Татьяна Осипцова - Утка с яблоками (сборник)
Наваяв страницу, не стерпела, вскочила и погладила ее по теплому боку: «Ты теперь мне помогать будешь, ведь правда?»
Пошла сообщить мужу, что машина работает правильно, изо всех сил старается отмыть нашу посуду. Но он задремал на диване под какой-то фильм со стрельбой. Сделав звук чуть потише и прикрыв его пледом, я вернулась на кухню и полчаса без передыху писала, не забывая, впрочем, похваливать вслух посудомойку, которая пыхтела за меня.
Творческий процесс прервал появившийся в проеме двери супруг.
– Достоевский… – хмыкнул он.
Я моментально оторвала взгляд от монитора и улыбнулась ему:
– Ты в душ? Я следующая.
– А может, спинку мне потрешь?
– Спи-инку-у? – с лукавой улыбкой протянула я, прекрасно догадываясь, что означает такая просьба. – Конечно, потру.
Муж удалился в ванную, а я быстренько вышла из Word, выключила компьютер и, глянув последний раз на работающую за меня посудомойку, покинула кухню.
Через минуту я была в ванной. Скинув халат, повесила его на крючок и отдернула шторку и переступила через высокий бортик ванны.
– Кто тут просил спинку потереть?
Когда мы вышли, машина молчала. Увидев, что светится индикатор окончания работы, я выключила ее, погладила по крышке и прошептала:
– Умница моя….
2008 г.
Снегопад-снегопад
Обернувшись и выворачивая руль влево, Филипп Маркович потихоньку сдавал назад, пока колеса не уперлись в поребрик, но и тогда не выключил зажигание. Взгляд его задержался на белокурой красотке, только что захлопнувшей дверцу соседней темно-синей девятки – точной копии его собственной. Перекинув ремешок огромной лаковой сумки через плечо, девица небрежно повела рукой с брелоком, прощаясь со своей машинкой. Та успокаивающе мигнула в ответ, пикнув: «Не боись, хозяйка, сигнализация в порядке. Если что, так заору – весь двор сбежится!»
Филипп Маркович провожал глазами блондинку. Интересно, как она в джинсы влезает, с мылом или кремом каким мажется?
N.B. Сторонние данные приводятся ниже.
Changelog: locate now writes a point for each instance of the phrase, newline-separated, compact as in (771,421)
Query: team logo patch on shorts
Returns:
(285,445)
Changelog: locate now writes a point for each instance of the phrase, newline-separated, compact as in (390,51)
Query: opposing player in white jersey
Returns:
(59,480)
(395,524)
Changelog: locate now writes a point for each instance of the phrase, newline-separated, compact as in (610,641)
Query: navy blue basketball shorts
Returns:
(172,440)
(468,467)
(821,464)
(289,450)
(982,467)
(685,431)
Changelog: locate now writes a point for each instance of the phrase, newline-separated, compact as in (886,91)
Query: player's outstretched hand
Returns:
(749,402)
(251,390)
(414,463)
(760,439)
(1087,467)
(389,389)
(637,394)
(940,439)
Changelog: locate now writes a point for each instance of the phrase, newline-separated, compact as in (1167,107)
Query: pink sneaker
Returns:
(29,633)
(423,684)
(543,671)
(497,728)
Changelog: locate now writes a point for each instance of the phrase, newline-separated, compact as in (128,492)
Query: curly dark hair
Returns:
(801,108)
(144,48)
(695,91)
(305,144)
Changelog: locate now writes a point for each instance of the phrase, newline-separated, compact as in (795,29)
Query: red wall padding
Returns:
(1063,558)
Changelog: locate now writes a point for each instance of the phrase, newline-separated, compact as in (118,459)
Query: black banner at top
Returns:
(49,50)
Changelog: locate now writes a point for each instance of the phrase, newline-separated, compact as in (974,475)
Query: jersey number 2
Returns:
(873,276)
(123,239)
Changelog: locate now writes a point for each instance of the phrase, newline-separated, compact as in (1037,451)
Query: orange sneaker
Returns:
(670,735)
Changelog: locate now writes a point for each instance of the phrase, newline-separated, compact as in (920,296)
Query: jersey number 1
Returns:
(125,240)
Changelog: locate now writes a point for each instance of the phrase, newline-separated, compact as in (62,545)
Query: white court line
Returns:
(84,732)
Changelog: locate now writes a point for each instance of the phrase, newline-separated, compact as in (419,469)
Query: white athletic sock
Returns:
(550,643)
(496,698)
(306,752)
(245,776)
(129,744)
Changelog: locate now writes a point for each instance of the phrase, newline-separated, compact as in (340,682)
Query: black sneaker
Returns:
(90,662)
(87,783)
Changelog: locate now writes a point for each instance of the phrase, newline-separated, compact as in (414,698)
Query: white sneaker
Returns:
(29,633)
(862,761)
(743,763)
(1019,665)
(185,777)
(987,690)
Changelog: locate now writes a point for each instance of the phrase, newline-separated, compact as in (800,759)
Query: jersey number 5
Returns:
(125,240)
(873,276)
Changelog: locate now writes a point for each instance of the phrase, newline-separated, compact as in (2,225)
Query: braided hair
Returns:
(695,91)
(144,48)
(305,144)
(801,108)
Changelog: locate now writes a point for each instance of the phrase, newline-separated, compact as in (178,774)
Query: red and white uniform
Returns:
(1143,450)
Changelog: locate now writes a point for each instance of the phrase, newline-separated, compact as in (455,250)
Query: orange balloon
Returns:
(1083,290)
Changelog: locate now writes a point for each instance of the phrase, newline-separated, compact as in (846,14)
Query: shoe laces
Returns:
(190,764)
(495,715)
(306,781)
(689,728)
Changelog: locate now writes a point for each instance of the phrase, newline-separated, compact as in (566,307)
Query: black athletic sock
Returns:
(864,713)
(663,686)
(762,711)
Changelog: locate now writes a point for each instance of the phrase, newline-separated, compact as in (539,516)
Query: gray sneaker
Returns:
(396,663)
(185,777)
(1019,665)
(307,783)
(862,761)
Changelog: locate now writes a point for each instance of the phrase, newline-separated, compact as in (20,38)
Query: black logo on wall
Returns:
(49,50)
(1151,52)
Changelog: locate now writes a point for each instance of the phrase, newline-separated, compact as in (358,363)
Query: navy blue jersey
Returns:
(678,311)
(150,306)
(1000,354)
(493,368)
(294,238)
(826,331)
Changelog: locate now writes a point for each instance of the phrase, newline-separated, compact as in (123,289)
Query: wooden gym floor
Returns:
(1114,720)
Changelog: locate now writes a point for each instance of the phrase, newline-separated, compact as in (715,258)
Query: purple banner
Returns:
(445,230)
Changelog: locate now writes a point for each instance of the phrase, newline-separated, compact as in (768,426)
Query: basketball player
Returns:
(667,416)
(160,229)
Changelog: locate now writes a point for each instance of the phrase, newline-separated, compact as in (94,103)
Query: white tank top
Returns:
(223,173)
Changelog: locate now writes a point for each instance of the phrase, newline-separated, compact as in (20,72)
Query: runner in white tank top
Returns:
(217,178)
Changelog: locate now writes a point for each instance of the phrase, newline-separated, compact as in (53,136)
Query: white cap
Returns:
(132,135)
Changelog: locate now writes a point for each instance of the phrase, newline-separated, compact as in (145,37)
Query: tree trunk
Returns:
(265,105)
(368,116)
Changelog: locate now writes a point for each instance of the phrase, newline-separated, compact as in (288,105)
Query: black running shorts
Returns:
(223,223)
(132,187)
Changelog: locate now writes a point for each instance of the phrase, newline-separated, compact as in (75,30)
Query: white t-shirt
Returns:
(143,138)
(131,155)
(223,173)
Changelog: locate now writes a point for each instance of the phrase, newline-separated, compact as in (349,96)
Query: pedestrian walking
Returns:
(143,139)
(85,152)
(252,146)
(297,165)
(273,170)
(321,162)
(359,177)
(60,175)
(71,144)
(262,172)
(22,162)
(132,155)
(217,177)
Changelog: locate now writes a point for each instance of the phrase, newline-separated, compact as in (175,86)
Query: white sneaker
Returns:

Плотная ткань облегает бедра и ягодицы без единой морщинки – и это правильно, такие идеальные части тела грех скрывать. И ведь ничего не свисает над поясом низко посаженных джинсиков. Между ними и коротюхонькой, будто с детского плеча курточкой виднеется кусочек загорелой спины с ложбинкой позвоночника. И животик, наверное, смуглый, упругий, может и с камушком в пупке, как это теперь модно. Жаль, не видел, есть камушек или нет. Филипп Маркович еле заметно вздохнул. Сапожки на высоченном каблуке делали ноги девушки еще длиннее. Вот она идет к своему третьему подъезду, цокает, как козочка…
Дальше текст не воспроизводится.